If life is said to throw up strange ironies, Suresh Chand Pandey’s story was about that. As a village boy, he would study under the dim lights of a railway station at Jigna near Mirzapur in UP. Twenty two years of his professional life were spent with the Indian Railways. And on July 11, he was on a train earlier than usual and died in the blast that ripped through his compartment at Matunga.
“My grandmother used to say he was so fascinated by trains that while doing his school work, he even befriended the station master and learnt the basics of the railways system,” says son Nalineesh (22), youngest of three, at their new home in Evershine City, Vasai where the family moved in barely a year ago.
Wife Maya (48) wants to talk about the husband Suresh was, about the life they shared together but can’t. Everytime she tries to string together a sentence, she starts crying. She retreats into one of the other rooms of the house that still doesn’t look lived-in.
Family and friends describe Suresh as hard working, honest and simple. Businessman neighbour Ramesh Dubey adds punctuality. “If you saw him leave the house in the morning, you could be sure it was 7 am without bothering to check a watch,” he says. Suresh’s last assignment was as GM with RITES Private Ltd, an autonomous railway body. “But all he had was one pair of shoes and three pairs of decent clothes,” says eldest son Avaneesh, explaining what they meant when they called him “a simple person.”
Suresh’s simple moorings came from a life of hard work and struggle. Otherwise how could this village boy from UP become, first an electrical engineer from Motilal Nehru Regional College, Allahabad — and then go on to do an M.Tech in Information Technology from BHU.
A self-taught computer wizard, it was Suresh who opened up the world of computers to his sons while he would himself spend hours together at his home PC either fine-tuning some office software or playing online bridge. “For our friends and us, he was a round-the-clock ‘help-desk’ for computer-related problems,” says Rajneesh (23).
But ask the sons about the one characteristic they would always remember their father by, and their choice is unanimous: honesty. And they have many tales to share.
During the time when the family used to live in official accommodation at Bhadwar Park in Colaba, Suresh, then a senior officer, would adamantly refuse official transport to go to work. “He would say it was a waste of government resources to use an official vehicle when commuting could easily be done by a bus,’’ recalls Rajneesh, his second son. Suresh would also abhor the use of government resources for anything personal. “Once I was making long-distance calls from the office phones behind his back. While on my third, he caught me red-handed. After giving me a dressing down for misusing the office phone, he called up the accounts officer and asked him to put the last three long-distance calls on his personal account,” recalls Nalineesh.

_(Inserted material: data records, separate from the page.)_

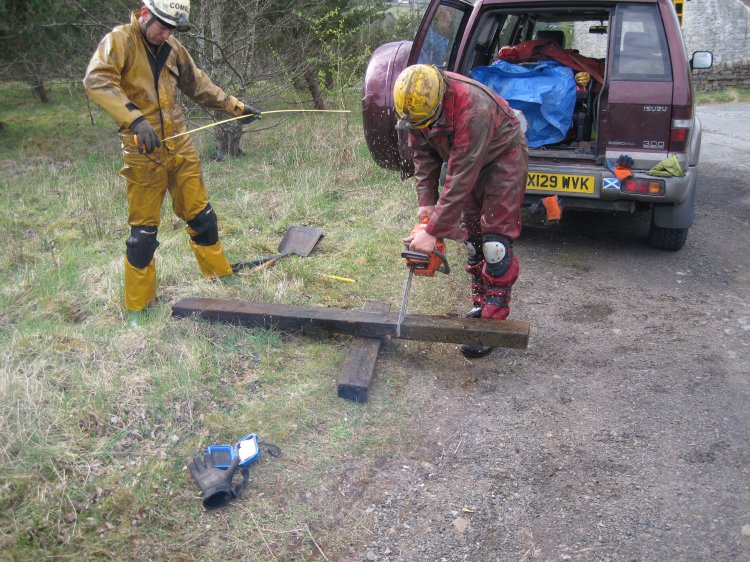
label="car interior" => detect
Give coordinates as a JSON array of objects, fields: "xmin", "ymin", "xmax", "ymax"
[{"xmin": 456, "ymin": 9, "xmax": 612, "ymax": 151}]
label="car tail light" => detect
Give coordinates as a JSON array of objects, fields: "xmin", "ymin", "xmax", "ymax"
[
  {"xmin": 621, "ymin": 178, "xmax": 665, "ymax": 195},
  {"xmin": 669, "ymin": 105, "xmax": 692, "ymax": 152}
]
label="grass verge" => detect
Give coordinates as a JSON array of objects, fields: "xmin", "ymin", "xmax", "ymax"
[
  {"xmin": 695, "ymin": 86, "xmax": 750, "ymax": 105},
  {"xmin": 0, "ymin": 81, "xmax": 456, "ymax": 560}
]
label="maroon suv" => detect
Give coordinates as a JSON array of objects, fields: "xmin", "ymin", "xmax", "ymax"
[{"xmin": 362, "ymin": 0, "xmax": 713, "ymax": 250}]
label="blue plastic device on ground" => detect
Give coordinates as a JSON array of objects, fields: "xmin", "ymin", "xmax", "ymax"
[{"xmin": 206, "ymin": 433, "xmax": 261, "ymax": 470}]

In fact, all three agree that given their father’s honesty, they dreaded the thought of him coming to know of their own indiscretions, even if unintended. “Once I was caught travelling with a pass minus identity card. I was booked for ticketless travel. But calling up father or giving his reference to the ticket checker was out of question. I quietly paid up the fine,” says Avaneesh. The family has one regret though. If Suresh was punctual all his life, why couldn’t he stick to his schedule that day? No one will know why he left office early and boarded the 5.57 Virar instead of the usual 6.30 Virar from Churchgate. Half and hour into his journey home, the blast on the train killed him. For the Pandeys, more than a month after Terrible Tuesday, the focus is on getting back on track. And ensure that their father is not forgotten in his hometown. The sons, all engineers and well settled in life, plan to use the compensation they have received to set up an educational scholarship in his memory at the two Jigna (UP) schools where he studied as a boy.